なので、すでにほかのバージョンのJava Development Kitがインストールされている場合は、アンインストールしてください。
また、公式サイトにはopen JDKも使えますと書かれていますが、open JDKを使用するとデバイスの接続に必要なデバイスマネージャーが動作しません。なので、Oracle Java Development kit 8を使ってください。
Tizen studio 3.6 with IDE Installer のダウンロード
Tizen DevelopersからTizen studio 3.6 with IDE Installerをダウンロードします。
CLIインストーラーのものもありますが、今回はIDEインストーラーをつかった環境構築を行うので、紹介しません。
Tizen studio 3.6 with IDE Installer の実行
ダウンロードしたbinファイルを実行可能にし、実行します。
cd Downloads/
sudo chmod +x web-ide_Tizen_Studio_3.6_ubuntu-64.bin
./web-ide_Tizen_Studio_3.6_ubuntu-64.bin
そうしたのち、この画面が出ていれば成功です。
ライセンスに同意すると、Tizen Studioのワークスペースを指定する画面が出ます。自分の設定に合わせたディレクトリを指定してください。
しかし、このままワークスペースを作成しようとすると、エラーメッセージが出る場合があります。エラーメッセージに従って必要なプログラムをapt-getしてください。

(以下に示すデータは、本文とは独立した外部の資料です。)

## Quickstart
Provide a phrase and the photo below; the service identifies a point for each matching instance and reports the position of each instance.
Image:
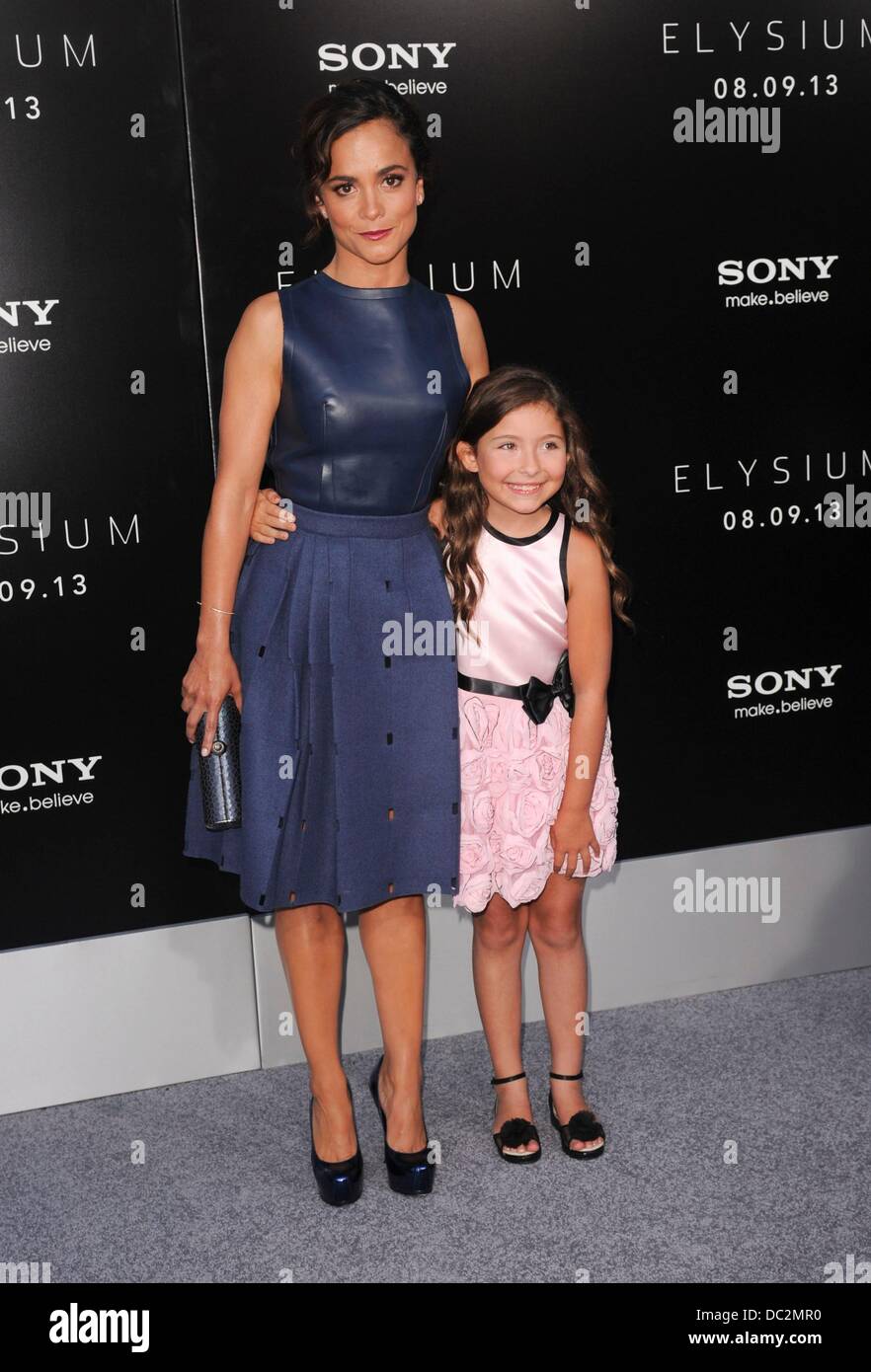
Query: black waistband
(483, 688)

パッケージマネージャーを利用してパッケージをインストールする
必要なプログラムをインストールした後は、パッケージマネージャーが起動します。ここで、必要なパッケージをインストールしてください。今回は、Tizenバージョン4.0のデバイスを想定して、4.0 wearableのパッケージと、そのデバイス上でアプリをビルドするためのパッケージをインストールします。こちらのパッケージは、Extention SDKのタブをクリックし、Extrasの横のインストールボタンをクリックします。
なお、このようにインストールの際に追加のパッケージをインストールしなさいというエラーメッセージが出た場合は、それに従います。
Tizen Studio の起動
必要なパッケージをインストールした後は、パッケージマネージャーを閉じるだけでTizen Studioを起動するメニューが現れるので、それを選択し、Tizen Studioを起動します。
このような画面が表示されていれば、成功です。
サンプルプログラムのビルド
動作確認のために、Tizen web simulatorを使用して、サンプルプログラム、Hello Tizenを動作させます。
Tizen web simulator の設定
Tizen web simulatorの動作には、google chromeが必要です。すでにインストールしている場合は、そのまま起動しますが、Tizen studioインストール前にgoogle chromeがインストールされていない場合、Tizen studioがgoogle chromeを参照できません。そのため、WindowsタブのPreferences欄から、Tizenstudio > Web > Chromeの欄に、google chromeの実行ファイルのパスを書きます。
サンプルプログラムの作成
いくつかのサンプルプログラムはTizen studio内でダウンロードできます。サンプルプログラムを作るためには、メニュー左上にあるCreate New Tizen Projectアイコンをクリックします。そうすると、このメニューが表示されるので、Sampleをクリックします。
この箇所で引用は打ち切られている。